"This is not a future problem. It is already visible," the article in The Strategist warns, arguing that ships concentrated in large logistics formations have become "big, close targets."
The last mile — perhaps 1,700 km or more
The piece reframes the familiar logistics problem of the "last mile" – traditionally the short, exposed run from ship to shore – as a far larger and continuously contested zone. Where the last mile once meant a brief dash under fire, the article says persistent surveillance, low-cost guided weapons and precision strike have expanded the risk envelope, making the last mile "a good deal longer now – perhaps 1,700 km or more." That expansion, the author contends, moves the threat well beyond the near shore and into the approaches that large supply ships must traverse.
Why small, low‑profile vessels change the targeting problem
Concentrating supplies in a few large vessels, the article argues, hands adversaries "high-value and increasingly easy targets." By contrast, many small, low-signature vessels — commercial craft, workboats and decommissioned ships repurposed for logistics — present a far harder task for an opponent. Operating in numbers and with adaptable routes and behaviour, such a distributed fleet would complicate surveillance and targeting, reduce the strategic value of any single loss and make attrition tolerable where crewless craft are used.
Hybrid crewing and "software‑defined autonomy" — retrofit in days, not years
The author sets out a spectrum: hybrid crewing (humans working alongside AI and autonomy), remotely controlled operations to keep crews out of the most dangerous phases, and eventual full autonomy for persistent, low-signature work in denied environments. The Strategist article states bluntly that "Software-defined autonomy enables existing vessels to be retrofitted and integrated in days, not years," and suggests that this approach allows rapid scaling and concurrent doctrine development rather than waiting for new shipbuilding to catch up.
To underline feasibility, the article notes the author's company is developing these systems and cites international activity: Ocean Infinity in the United States and Britain and Kongsberg in Norway are named as working on related maritime autonomous capabilities. The United States' Defense Innovation Unit is also referenced; in early March it issued a challenge for Autonomous Low-Profile Vessels to resupply widely dispersed units in contested littoral environments.
Australia's fleet choices: shipbuilding limits, vessels of opportunity, and the Maritime Autonomous Systems Unit
The article stresses that Australia faces a shipbuilding capacity constraint but has access to vessels.

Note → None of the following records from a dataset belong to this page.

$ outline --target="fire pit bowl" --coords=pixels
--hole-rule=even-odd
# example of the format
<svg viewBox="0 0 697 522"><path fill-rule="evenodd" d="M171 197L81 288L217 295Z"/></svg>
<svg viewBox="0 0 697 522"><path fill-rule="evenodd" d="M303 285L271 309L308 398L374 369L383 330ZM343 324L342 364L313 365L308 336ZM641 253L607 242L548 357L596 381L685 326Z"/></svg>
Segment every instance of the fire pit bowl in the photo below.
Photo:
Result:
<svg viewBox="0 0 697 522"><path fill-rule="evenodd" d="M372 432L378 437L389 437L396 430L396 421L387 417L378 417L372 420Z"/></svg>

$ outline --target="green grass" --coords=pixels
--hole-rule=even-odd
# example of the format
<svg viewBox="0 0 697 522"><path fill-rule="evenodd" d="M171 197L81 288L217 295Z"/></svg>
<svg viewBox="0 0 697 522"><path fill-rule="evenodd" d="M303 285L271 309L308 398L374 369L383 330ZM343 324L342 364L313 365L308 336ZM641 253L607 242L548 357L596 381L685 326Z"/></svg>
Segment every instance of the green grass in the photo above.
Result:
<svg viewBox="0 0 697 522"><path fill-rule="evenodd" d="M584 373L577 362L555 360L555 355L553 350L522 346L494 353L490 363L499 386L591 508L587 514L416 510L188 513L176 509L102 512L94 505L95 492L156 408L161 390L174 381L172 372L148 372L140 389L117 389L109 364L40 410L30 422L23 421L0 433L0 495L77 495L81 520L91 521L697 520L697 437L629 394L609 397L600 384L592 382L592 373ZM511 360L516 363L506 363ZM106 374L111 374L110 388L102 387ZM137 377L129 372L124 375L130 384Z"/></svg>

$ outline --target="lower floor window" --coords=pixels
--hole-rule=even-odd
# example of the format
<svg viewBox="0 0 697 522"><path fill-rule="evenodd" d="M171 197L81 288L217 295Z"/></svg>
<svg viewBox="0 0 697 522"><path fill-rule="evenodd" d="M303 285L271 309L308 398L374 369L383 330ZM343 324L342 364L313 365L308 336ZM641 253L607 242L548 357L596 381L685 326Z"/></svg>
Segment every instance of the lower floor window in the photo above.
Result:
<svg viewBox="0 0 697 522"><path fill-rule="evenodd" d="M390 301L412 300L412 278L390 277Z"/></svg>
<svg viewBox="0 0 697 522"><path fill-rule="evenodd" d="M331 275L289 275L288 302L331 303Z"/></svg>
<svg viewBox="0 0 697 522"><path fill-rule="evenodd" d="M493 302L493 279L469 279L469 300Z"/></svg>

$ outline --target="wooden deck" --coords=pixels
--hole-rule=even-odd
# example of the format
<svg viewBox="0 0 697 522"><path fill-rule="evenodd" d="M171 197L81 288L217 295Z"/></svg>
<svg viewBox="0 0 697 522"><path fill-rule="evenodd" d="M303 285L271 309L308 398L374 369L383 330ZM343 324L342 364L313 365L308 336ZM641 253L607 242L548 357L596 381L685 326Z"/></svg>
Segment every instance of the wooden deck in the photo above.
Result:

It recommends using "vessels of opportunity" — commercial craft, workboats and decommissioned naval ships — as a latent logistics network that can be rapidly adapted with autonomy software. Canberra's Defence is encouraged to test concepts quickly. Supporting this shift, the Royal Australian Navy has "formally stood up the Maritime Autonomous Systems Unit," the piece notes, and landing-craft program acceleration is cited as reflecting renewed focus on littoral manoeuvre and distributed sustainment.
How technologists, policymakers, and the Royal Australian Navy are implicated
- Technologists and security teams: The article points to a practical, phased pathway — hybrid, remote and full autonomy — and suggests rapid integration is possible by retrofitting existing vessels with autonomy software. It frames mine warfare, surveillance and logistics as near-term use cases already seeing autonomous deployment.
- Policymakers and regulators: Doctrine, force design and regulatory frameworks must evolve alongside technology, the author argues. Training, assurance and command structures require adaptation to manage hybrid and autonomous operations, and partnerships across the Indo-Pacific are presented as essential to scale capability.
- The Royal Australian Navy and Defence: The piece presents an operational imperative — extend recent investment in landing craft into autonomy-enabled logistics to close the gap between ship and shore — and highlights institutional steps already taken, notably the creation of the Maritime Autonomous Systems Unit.
The central prescription is concrete: move logistics away from a few large, exposed platforms and toward a distributed, software-enabled fleet that can be scaled quickly by converting vessels of opportunity. The article closes by urging a phased approach across hybrid, remote and autonomous operations and by stressing that this is not about replacing existing vessels but augmenting them to provide options and reduce risk. The next step, the author argues, is to extend landing‑craft thinking into autonomy‑enabled logistics, particularly in the gap between ship and shore.